Dan/Butter Dan/Nemesis. Dan was in his early 30s from England and worked in "marketing". He didn't actually explain what he did as if saying "marketing" would be enough for us all to fall to our knees and worship him. For all I knew he could have worked on a market stall selling 'marrows and 'cumbers... but I knew he didn't.
He was too smarmy. Too smug. Too practiced and greasy. In fact he was as buttery as a butter nan... and lo it came to pass that I named him, Butter Dan. In fact I even created a song for him which went to the tune of Country Road by John Denver. God! I really f#$king hated that guy and often daydreamed of ways in which I could cruelly torture him. I believe that he had made his simpering prescence known to me a little before this night but like a bad smell he refused to go away. Butter Dan was apparently involved in a massage course with Yoshi or Ram Shree Guru or whatever. More likely it was with two Indian bumchums, Ramit and Jamit.
But it was ok. There were enough other people to talk with to deflect my need to spend time with him too much. Gemma, Emma, Lea and Andy were all travelling together. Gemma was Emma's best friend, Emma was sister of Andy, Andy was boyfriend of Lea and Lea was Danish. And Rick was an Aussie guy who they had befriended who was about as faithful to his girlfriend as Jude Law. Got that?
They were great fun for me to be with because they were British (even Lea was essentially an honourary Brit!) and I was able to hang out with people from dear ol' Blighty. After we were all thoroughly acquainted with each other and Mr. Breezer it was suggested that we move onto the regular party that was held at the Laughing Buddha each Saturday, at the other end of the beach.
The venue was "cool" and "funky" and I wondered why I didn't hear Lemon Jelly play on loop while I was there. I did, however, learn that smoke is sentient and somewhat mischievous. There were several fires blazing in permanent pits in the sand and raw smoke billowed out into the night sky. The problem was that the smoke decided to do its billowing right in my face. When I moved it did. There was no appreciable breeze to alter its course in my direction and yet the stuff just kept following me around.
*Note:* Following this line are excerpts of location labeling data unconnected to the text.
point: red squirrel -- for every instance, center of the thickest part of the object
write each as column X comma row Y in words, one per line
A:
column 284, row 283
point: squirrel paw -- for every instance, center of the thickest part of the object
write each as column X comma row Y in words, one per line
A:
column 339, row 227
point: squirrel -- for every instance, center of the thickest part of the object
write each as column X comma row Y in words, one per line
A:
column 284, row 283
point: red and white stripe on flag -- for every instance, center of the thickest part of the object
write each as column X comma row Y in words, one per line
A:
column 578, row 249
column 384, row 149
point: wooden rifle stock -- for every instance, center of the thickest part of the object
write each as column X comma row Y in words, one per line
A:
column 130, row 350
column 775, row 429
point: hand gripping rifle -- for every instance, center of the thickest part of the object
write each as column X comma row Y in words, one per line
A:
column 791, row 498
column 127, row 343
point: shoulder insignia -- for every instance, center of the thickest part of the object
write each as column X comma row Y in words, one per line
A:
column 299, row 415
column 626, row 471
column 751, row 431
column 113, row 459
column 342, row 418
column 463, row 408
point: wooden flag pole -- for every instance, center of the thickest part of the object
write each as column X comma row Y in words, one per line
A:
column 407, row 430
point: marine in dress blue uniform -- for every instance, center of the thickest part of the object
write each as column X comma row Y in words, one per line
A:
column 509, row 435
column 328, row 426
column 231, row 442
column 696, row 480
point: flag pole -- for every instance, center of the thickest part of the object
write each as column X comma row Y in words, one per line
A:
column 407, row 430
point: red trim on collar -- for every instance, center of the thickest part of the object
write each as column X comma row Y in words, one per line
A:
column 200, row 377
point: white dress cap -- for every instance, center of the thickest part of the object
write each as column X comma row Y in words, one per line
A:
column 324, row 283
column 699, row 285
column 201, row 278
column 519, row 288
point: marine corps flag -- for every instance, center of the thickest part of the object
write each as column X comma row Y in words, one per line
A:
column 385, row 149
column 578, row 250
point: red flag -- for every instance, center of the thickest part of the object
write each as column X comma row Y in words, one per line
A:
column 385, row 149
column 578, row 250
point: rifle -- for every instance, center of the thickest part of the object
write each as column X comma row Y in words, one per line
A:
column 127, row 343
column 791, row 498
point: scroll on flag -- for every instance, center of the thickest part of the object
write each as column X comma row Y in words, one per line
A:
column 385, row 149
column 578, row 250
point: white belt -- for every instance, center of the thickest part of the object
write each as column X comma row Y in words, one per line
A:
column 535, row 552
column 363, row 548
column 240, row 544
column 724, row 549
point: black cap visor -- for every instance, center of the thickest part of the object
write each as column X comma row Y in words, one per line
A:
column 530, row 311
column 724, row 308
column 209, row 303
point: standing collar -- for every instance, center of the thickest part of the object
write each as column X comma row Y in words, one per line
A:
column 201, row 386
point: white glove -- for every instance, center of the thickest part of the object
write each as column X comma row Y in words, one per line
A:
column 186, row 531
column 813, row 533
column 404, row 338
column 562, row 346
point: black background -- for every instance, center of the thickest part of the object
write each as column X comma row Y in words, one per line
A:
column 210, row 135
After some experimentation I found that the only way I didn't choke within 3 seconds of sitting near the fire was to sit near the fire 20ft away.
Everyone was in high spirits and it was great to see people laughing and joking so freely. Even Butter Dan's attempts to massage everyone as long as they were female and it was their breasts did little to dampen the night. He even asked me if wanted my face massaged at one point to which I sternly replied, "No".
We finally left and made our way to Del Mar/home. This essentially involved running along the beach very fast, holding hands, not holding hands, falling over, not falling over, getting wet, not getting wet, being very silly, not... no... being very silly.
Many drinks passed and people passed out or left or did both. At some point I remember going out of Del Mar onto the beach to meet another friend of Adam's called Johan. He was Swedish and from what he was saying, very horny. It was the first time I had met Johan and he seemed a bit of an idiot to me... but then if you had drunk a good part of a litre of vodka and smoked a chillum you would probably be an idiot too.
All Johan could talk about was how horny he was, how horny Swedish girls were and pretty much how horny everything was and how horny it made him. I was ready to dismiss this guy as a complete fool when one thing stopped me. Butter Dan turned to Adam and sneered with utter disdain, "Where did you find this guy?"
If Butter Dan didn't like him then we had to be friends.